Letter to the Editor: Vietnam (Vol. 31, Issue 8)

To the Editor:

I was both shocked and saddened to see the full page ad in The Commentator For Peace with Freedom in Vietnam. This ad, which was signed by over 700 students and members of the faculty, seems to me to indicate a complete abdication on the part of the Orthodox Jewish Community of their moral responsibility. That an ad can support the President’s policy in Vietnam and not even suggest the possibility of negotiations is unbelievable. Moreover, this ad was circulated and signed before the U.S. had stopped bombing North Vietnam and before it started its current peace offensive. That 700 students and faculty members could at that time so uncritically support the war in Vietnam, as not to even call for either a cessation of the bombing or a strengthened effort on the part of the US to help implement negotiations, is frightening.

I consider this to be frightening not only because such a stance seems to me to be morally disastrous on general principles but also because it seems symptomatic of a serious moral and religious malady which is afflicting Orthodox Jewry in America today.

Over the past decades a convenient, if corrupting division of Iabor had developed in the American Jewish community. The Orthodox were to take care of the “ritual” aspect of Judaism while Conservative and Reform groups were in charge of ethics and social action. In the past few years it seemed as if, hopefully, a change was taking place. It seemed as if Orthodoxy was finally realizing that it could not afford to keep silent; that tradition and Halacha were concerned with and had something to say about the great issues confronting our times. Orthodox Rabbis and lay leaders finally began to speak up on such issues as civil rights, labor relations and poverty in the midst of prosperity.

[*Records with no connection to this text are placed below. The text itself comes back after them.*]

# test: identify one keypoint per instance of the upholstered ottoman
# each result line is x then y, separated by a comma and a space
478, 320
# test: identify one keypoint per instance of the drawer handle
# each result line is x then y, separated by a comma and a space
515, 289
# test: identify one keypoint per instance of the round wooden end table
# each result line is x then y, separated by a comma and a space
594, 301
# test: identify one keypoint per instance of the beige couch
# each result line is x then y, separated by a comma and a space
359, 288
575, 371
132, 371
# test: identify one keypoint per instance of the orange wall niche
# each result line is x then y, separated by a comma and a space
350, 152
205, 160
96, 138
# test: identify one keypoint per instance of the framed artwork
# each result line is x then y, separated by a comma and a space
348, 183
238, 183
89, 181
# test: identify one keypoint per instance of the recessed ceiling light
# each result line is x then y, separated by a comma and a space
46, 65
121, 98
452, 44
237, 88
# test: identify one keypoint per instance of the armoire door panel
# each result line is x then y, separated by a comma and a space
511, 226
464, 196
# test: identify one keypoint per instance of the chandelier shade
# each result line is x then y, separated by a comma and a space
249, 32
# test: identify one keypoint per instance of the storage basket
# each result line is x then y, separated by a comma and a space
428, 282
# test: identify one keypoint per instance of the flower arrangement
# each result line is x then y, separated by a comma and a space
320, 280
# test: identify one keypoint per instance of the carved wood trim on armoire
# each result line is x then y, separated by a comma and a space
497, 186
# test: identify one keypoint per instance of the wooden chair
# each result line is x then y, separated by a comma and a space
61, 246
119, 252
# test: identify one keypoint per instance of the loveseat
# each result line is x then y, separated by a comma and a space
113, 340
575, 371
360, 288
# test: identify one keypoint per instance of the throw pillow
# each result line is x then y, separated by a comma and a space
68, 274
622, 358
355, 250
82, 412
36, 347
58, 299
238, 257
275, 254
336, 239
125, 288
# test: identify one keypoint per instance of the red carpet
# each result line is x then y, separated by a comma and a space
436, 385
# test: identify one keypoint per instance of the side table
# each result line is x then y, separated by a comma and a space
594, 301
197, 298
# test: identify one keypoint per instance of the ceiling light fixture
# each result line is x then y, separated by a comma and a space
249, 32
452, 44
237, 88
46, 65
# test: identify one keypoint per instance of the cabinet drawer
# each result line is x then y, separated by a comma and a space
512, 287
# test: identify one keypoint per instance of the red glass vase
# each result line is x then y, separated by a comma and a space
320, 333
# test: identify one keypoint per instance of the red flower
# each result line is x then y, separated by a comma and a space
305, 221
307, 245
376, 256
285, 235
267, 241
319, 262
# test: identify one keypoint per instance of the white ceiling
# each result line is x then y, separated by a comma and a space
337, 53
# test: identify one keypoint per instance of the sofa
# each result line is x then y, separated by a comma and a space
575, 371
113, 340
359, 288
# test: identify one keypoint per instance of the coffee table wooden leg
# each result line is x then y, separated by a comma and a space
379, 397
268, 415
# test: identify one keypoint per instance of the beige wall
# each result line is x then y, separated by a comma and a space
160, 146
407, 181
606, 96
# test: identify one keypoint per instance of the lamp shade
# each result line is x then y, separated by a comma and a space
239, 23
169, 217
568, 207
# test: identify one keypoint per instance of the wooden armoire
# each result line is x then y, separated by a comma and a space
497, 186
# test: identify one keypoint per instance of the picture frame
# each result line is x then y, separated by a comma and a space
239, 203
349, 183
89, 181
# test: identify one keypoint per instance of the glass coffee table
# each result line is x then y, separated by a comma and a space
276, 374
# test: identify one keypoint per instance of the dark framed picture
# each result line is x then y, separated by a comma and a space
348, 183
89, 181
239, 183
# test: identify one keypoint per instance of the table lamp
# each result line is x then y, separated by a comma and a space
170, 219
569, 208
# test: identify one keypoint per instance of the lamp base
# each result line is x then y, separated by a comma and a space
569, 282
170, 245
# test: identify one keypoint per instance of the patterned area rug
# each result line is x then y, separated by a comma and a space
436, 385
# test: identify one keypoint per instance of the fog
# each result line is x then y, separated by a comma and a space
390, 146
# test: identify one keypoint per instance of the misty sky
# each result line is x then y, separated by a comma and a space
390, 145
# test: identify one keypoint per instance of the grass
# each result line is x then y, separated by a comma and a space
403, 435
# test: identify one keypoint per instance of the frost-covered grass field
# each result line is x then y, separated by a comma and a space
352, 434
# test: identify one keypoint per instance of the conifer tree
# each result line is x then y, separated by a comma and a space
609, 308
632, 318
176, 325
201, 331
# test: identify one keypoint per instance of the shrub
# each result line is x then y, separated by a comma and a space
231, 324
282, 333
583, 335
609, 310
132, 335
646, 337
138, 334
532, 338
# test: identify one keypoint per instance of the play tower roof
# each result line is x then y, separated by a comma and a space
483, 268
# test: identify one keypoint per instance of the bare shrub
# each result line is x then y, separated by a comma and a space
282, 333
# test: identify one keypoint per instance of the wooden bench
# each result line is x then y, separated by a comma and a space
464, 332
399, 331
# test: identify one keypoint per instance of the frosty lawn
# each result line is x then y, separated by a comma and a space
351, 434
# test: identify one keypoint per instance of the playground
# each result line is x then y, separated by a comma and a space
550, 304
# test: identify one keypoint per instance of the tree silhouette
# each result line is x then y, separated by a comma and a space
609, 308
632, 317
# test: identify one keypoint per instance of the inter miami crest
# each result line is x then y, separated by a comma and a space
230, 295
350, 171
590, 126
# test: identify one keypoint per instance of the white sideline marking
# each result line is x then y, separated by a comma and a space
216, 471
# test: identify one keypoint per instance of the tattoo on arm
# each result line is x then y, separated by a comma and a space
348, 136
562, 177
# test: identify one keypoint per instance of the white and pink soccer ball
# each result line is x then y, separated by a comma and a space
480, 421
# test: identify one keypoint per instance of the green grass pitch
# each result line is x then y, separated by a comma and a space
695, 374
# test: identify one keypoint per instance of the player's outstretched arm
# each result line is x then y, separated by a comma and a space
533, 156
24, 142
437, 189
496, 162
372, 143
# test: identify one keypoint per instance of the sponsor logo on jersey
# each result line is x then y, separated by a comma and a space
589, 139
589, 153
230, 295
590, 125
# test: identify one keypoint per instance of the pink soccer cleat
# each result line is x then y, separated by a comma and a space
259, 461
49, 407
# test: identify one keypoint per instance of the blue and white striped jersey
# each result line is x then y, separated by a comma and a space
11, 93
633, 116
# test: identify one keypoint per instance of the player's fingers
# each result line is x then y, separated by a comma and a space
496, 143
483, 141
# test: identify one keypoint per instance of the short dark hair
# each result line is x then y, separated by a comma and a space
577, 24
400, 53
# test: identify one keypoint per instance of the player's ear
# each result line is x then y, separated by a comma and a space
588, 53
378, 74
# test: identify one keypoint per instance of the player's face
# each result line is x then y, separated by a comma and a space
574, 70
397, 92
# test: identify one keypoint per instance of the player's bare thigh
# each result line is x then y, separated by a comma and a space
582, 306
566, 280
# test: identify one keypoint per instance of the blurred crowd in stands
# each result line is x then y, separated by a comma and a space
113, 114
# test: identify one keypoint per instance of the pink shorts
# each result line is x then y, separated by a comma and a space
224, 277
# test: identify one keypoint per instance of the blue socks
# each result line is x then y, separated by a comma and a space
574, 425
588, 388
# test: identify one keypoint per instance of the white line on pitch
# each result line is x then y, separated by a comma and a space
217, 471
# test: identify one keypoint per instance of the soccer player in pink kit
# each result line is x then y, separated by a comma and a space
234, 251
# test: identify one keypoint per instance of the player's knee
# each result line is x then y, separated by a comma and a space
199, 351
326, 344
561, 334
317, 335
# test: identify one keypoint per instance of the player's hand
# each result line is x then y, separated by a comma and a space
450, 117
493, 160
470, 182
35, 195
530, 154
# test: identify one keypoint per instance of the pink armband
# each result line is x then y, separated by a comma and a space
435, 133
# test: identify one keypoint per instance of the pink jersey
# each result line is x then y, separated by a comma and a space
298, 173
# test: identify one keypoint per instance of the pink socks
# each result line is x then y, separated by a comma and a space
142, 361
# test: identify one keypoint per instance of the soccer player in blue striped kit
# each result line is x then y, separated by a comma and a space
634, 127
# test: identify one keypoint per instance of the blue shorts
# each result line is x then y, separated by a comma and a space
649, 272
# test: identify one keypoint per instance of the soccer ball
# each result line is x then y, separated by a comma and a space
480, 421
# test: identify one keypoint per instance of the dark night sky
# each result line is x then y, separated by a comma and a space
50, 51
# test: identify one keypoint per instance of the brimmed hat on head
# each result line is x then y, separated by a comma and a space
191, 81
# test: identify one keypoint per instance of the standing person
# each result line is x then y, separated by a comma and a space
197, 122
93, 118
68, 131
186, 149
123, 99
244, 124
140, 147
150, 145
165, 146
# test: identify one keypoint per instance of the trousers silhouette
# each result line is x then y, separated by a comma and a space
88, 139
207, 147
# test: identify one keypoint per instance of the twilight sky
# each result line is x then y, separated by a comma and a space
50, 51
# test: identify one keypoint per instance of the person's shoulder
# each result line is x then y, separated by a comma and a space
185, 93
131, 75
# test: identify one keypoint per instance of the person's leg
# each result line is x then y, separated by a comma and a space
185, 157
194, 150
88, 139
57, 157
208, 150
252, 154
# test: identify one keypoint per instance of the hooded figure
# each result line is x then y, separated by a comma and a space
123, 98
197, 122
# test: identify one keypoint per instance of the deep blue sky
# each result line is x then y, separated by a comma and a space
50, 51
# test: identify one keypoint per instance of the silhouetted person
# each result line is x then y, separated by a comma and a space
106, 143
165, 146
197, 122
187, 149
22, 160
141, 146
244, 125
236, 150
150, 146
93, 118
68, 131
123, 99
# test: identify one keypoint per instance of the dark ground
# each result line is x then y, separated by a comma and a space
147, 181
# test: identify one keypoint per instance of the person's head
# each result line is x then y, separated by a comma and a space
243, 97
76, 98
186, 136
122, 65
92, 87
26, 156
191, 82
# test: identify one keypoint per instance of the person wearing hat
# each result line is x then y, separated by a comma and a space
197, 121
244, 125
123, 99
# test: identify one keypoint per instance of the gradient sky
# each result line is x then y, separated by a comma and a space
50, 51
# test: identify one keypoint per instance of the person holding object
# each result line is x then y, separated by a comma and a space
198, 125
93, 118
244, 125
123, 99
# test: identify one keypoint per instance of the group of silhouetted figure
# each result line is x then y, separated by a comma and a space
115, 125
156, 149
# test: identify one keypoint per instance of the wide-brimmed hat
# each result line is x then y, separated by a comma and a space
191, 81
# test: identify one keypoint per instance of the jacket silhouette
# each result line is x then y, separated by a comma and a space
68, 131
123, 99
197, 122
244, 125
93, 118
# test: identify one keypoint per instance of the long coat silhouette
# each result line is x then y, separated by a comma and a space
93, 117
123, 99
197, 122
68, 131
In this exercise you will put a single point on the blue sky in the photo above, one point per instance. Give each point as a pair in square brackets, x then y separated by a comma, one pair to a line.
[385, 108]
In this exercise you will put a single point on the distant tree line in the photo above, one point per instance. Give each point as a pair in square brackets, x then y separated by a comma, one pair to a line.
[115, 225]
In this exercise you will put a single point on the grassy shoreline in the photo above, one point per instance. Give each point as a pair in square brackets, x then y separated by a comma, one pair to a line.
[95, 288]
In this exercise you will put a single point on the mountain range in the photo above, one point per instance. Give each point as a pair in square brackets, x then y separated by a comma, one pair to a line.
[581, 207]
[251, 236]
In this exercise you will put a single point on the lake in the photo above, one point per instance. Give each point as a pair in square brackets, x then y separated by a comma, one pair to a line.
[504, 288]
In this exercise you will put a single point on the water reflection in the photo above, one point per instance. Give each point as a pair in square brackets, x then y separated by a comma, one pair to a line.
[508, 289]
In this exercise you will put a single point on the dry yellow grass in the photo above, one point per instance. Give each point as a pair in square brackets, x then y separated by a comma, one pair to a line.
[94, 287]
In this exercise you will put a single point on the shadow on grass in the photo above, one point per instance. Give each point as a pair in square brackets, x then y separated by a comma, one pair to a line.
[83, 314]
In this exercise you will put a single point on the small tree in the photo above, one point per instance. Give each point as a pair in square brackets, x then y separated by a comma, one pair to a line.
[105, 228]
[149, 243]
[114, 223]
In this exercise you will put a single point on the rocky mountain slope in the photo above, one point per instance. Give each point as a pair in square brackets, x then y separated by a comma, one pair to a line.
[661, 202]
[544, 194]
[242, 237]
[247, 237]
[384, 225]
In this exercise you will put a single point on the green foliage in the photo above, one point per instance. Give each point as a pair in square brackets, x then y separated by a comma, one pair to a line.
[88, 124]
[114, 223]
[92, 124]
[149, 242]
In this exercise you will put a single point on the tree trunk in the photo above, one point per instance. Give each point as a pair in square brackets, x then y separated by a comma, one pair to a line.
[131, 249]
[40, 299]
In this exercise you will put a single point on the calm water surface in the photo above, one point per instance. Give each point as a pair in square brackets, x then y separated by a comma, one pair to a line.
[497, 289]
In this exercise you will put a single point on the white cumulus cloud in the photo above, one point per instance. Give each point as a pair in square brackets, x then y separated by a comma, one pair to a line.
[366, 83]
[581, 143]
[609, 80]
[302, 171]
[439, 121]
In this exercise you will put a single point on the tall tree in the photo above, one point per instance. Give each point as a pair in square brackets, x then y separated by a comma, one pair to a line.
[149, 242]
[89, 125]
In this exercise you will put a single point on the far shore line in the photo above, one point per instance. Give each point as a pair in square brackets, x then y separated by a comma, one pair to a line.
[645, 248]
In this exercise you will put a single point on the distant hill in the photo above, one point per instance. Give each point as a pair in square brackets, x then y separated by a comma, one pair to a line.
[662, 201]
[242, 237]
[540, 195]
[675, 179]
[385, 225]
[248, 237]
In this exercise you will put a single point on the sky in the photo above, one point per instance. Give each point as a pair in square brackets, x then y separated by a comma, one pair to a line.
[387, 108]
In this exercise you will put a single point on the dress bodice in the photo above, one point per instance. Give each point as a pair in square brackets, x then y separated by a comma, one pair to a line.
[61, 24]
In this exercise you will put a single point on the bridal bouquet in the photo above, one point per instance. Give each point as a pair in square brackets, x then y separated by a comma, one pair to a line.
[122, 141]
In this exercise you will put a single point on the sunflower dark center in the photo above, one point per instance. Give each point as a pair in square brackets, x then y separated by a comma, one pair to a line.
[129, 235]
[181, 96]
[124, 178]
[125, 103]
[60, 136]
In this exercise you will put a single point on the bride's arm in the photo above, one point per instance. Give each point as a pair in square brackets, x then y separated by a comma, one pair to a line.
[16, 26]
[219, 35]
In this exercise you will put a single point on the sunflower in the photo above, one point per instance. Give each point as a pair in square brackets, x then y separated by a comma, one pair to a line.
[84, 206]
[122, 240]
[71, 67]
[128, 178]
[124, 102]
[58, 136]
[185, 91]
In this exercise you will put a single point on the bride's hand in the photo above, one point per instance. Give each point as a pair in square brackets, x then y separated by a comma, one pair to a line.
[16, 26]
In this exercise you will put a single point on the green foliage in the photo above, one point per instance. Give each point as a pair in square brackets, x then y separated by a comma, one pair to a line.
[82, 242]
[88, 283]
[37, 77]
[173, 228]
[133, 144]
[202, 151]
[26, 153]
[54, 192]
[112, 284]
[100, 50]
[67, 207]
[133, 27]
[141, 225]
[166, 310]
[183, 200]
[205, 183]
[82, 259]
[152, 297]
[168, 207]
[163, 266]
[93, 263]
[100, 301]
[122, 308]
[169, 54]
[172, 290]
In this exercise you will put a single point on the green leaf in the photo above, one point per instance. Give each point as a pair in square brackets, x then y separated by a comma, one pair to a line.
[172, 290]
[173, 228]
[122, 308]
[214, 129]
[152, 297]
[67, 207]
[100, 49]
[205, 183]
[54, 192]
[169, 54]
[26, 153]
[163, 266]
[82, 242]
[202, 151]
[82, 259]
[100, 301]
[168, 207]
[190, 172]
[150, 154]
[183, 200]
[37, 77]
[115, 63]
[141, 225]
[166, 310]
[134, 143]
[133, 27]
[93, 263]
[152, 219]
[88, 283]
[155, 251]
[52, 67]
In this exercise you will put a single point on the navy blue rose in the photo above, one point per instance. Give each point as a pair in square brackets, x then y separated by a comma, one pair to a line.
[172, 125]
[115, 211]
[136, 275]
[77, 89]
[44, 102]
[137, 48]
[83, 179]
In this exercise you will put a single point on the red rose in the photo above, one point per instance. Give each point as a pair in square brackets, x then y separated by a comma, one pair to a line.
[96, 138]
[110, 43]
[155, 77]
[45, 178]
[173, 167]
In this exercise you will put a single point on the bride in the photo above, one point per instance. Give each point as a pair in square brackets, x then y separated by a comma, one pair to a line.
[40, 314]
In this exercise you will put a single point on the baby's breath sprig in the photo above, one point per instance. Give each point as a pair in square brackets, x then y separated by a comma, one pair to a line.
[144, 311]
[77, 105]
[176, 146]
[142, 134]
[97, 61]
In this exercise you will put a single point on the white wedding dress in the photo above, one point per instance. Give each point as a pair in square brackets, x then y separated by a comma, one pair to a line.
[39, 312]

Yet, when one considers that no Orthodox group at any time chose to speak in the slightest measure against the President's policy in Vietnam but instead went silently along or, as did Mizrachi as well as YU, uncritically supported him, one begins to wonder whether the hopeful signs of the past few years were only an illusion For it was easy — it was chic to speak about civil rights or labor relation. But when it came to Vietnam it was difficult and unpopular to call for a cessation of the bombings or to imply that perhaps the U.S. had not done all it could do in trying to bring about negotiations. The pressure was on to go along. And to our shame we, the Orthodox community, either out of a lack of courage and concern or both, succumbed to these pressures. Conservative and Reform groups spoke up. Are we to say that Orthodoxy is not concerned about the issue of war and peace? Have we somehow narrowed Halacha that it no longer includes the search for peace? I hope not.

And yet, if this current peace offensive does lead to a lessening of the brutality of this war and perhaps eventually even to a cease fire, then part of the praise for such a result will be due to those groups who were not afraid to demonstrate their case and concern. We will not be included with those groups. For we sold our birthright, at once our pride and our responsibility, for a mess of pottage.